The origins of Edward Charles Lousada and the other early Australian Baruh Lousadas and Barrows

For some of us, the story of the Barrows and Lousadas coming to Australia started at the bottom LH corner of the chart with Edward Charles Lousada. From Uncle Ben's family tree it was then not too hard to construct the LH column. Great was our surprise to progressively discover how many of Edward Charles' cohort were in Australia - the bottom line of the chart. Further work then allowed us to fill out the common ancestors, and to discover that Edward Charles was only a representative of a multi-generation influx - perhaps a not uncommon pattern in family migration to Australia! Our first arrivals in the 1820-1850 saw a very young Australia - before even the colony of Victoria separated from New South Wales. They saw the pasture lands west of the Great Dividing Range seized by the representatives of the nascent Tasmanian aristocracy. They saw dispossession of the Aborigines, and they saw (in the case of Samuel Barrow at very close hand) the way the colonies dealt with the convicts, and they had greater chance of financial fortune than the later arrivals who missed the gold rushes of the 1850s and 1860s and who had to contend with small holdings of uncleared land. Those with access to capital - the Barrow Montefiores and Levi Montefiores - did well but the others who relied upon dwindling remittances from England faced a struggle.
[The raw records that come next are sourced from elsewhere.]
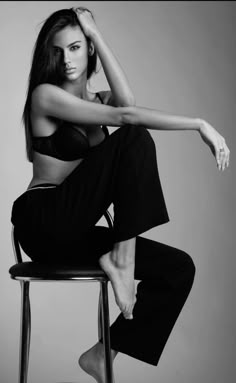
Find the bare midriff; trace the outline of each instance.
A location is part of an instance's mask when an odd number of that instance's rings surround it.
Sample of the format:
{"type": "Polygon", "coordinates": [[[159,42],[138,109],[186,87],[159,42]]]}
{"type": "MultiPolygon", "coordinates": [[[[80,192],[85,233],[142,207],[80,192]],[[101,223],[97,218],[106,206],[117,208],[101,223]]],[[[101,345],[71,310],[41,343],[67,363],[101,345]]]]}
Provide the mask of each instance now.
{"type": "MultiPolygon", "coordinates": [[[[100,144],[104,140],[104,133],[100,126],[96,128],[93,127],[89,130],[88,139],[91,147],[100,144]]],[[[59,185],[82,161],[83,158],[78,158],[73,161],[62,161],[45,154],[34,152],[33,178],[27,189],[42,183],[59,185]]]]}

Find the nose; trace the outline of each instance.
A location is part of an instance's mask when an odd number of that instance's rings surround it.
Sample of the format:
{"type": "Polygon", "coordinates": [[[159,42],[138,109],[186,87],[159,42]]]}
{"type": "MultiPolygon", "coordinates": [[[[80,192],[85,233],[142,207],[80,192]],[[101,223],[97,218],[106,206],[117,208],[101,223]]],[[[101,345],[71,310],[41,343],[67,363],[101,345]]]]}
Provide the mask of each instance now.
{"type": "Polygon", "coordinates": [[[66,68],[71,66],[70,55],[68,52],[64,52],[64,64],[66,68]]]}

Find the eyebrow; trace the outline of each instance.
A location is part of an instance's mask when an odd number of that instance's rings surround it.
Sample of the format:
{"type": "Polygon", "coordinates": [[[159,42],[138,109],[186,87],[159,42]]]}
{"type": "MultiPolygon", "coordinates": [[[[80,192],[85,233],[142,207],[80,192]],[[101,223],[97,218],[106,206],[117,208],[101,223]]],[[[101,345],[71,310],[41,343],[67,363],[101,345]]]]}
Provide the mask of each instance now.
{"type": "MultiPolygon", "coordinates": [[[[76,43],[81,43],[82,41],[81,40],[76,40],[74,41],[73,43],[70,43],[69,45],[67,45],[67,48],[71,47],[71,45],[74,45],[76,43]]],[[[60,48],[58,45],[53,45],[54,48],[60,48]]]]}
The previous generation led the way - represented by Edward Charles Lousada's uncle Samuel Barrow, Samuel Barrow's second cousin Joseph Barrow Montefiore, and Joseph Barrow Montefiore's brother-in-law George Mocatta. Joseph Barrow Montefiore had 13 children, while George Mocatta was survived by 3 sons and a daughter. A son-in-law and nephew of Joseph Barrow Montefiore - Eliezer Levi Montefiore - became prominent in the arts in Victoria and NSW. Samuel Barrow's 5 children went to England after Samuel's early death. The first member of this cohort to come to Australia, and in so doing was the pioneer of the Barrow Lousadas in Australia, was Walter Jacob Levi - though he was not strictly a Barrow descendant. After successfully growing cotton on Barbados, Walter came to Sydney in 1827 but died tragically a year later without replicating his Barbados success (ref 67) and without fulfilling his political and social conscience (ref 82). He and his brother Solomon Jacob Levi figure in the will of Rebecca Barrow #236. Walter Jacob Levi married a daughter of Lemon Hart, supplier of rum to the British Navy, and whose company still exists today! A key ancestor of the Australian Montefiores was Judith Joseph Levi, cousin of Simon Barrow of Bath.
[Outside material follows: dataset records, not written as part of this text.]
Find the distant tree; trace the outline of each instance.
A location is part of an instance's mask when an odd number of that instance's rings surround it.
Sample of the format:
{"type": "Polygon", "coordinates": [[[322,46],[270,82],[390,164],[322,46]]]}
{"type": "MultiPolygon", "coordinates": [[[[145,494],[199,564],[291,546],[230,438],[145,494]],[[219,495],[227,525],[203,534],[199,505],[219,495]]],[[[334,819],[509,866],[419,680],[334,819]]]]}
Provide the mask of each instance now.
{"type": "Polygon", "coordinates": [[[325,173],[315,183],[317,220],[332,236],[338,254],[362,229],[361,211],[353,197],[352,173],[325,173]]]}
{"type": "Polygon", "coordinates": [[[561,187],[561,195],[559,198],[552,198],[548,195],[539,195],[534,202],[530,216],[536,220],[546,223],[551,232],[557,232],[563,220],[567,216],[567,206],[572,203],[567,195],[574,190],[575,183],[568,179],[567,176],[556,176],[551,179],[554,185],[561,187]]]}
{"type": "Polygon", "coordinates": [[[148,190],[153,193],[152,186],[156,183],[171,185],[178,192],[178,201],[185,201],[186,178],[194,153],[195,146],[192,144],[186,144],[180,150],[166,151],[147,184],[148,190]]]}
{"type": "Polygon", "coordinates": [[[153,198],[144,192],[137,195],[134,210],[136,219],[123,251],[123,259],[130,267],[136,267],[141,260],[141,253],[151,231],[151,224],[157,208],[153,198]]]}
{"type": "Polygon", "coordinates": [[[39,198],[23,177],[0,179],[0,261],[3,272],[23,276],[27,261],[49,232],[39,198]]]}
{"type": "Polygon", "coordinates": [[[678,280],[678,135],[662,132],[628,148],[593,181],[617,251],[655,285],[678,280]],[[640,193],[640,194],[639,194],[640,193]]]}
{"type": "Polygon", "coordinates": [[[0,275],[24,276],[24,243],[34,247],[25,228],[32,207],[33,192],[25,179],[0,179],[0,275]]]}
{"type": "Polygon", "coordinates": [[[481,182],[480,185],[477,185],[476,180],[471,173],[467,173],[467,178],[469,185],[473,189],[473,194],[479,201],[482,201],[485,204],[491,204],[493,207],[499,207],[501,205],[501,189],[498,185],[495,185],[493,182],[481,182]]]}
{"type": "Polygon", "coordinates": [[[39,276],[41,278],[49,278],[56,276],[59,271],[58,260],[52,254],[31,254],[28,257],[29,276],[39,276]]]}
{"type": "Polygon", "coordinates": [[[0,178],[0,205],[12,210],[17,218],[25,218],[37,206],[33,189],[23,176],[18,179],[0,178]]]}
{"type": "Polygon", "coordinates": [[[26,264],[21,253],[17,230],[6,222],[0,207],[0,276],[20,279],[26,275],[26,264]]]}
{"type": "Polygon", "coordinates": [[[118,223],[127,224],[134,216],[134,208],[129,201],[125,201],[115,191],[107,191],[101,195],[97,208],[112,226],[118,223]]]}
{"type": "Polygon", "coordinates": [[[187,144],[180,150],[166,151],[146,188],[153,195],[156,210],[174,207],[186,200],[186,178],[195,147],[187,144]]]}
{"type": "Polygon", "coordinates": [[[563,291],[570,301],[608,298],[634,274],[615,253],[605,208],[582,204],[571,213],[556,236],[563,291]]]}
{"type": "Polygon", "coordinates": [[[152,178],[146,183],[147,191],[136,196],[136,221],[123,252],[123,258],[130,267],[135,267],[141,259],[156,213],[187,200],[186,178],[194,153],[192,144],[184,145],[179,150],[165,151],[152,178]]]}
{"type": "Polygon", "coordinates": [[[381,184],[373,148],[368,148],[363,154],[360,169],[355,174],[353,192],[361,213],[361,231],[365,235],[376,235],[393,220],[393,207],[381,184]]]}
Of his own generation, Edward Charles Lousada came to Australia as did two brothers, three cousins and two third cousins - most of which (other than Blanche Henrietta Skipper and perhaps her brother Herbert de Symons Skipper) - produced offspring to complement the 13 Barrow Montefiore and 4 Mocatta offspring. The next generation also came and settled - a niece Norah Agnes Lousada (daughter of Reginald Robert Lousada) left no offspring, but John Graham Tyssen married here and did produce offspring. In the following generation, Peter Desmond Lousada (a grandson of St Leger Lousada) came to Australia with offspring. 
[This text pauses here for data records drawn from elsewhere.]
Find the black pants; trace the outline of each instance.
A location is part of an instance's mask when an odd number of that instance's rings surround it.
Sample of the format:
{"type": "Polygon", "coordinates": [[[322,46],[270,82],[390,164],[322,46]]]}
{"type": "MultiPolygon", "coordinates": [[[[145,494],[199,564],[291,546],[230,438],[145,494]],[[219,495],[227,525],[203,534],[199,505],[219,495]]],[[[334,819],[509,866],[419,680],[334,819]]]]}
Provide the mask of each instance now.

 Others we know less about came as well - Lousadas, Montefiores, Furtados and (so Edmund Barrow advises) Barrows. Simon Greenfield reported that another early Lousada descendant - Frederick Aguilar who was of Samuel Barrow's generation and descended from Rebecca Baruh Lousada #130 a sister of Jacob Baruh Lousada - lived in Sydney 1858-61 and married there with unknown descendants.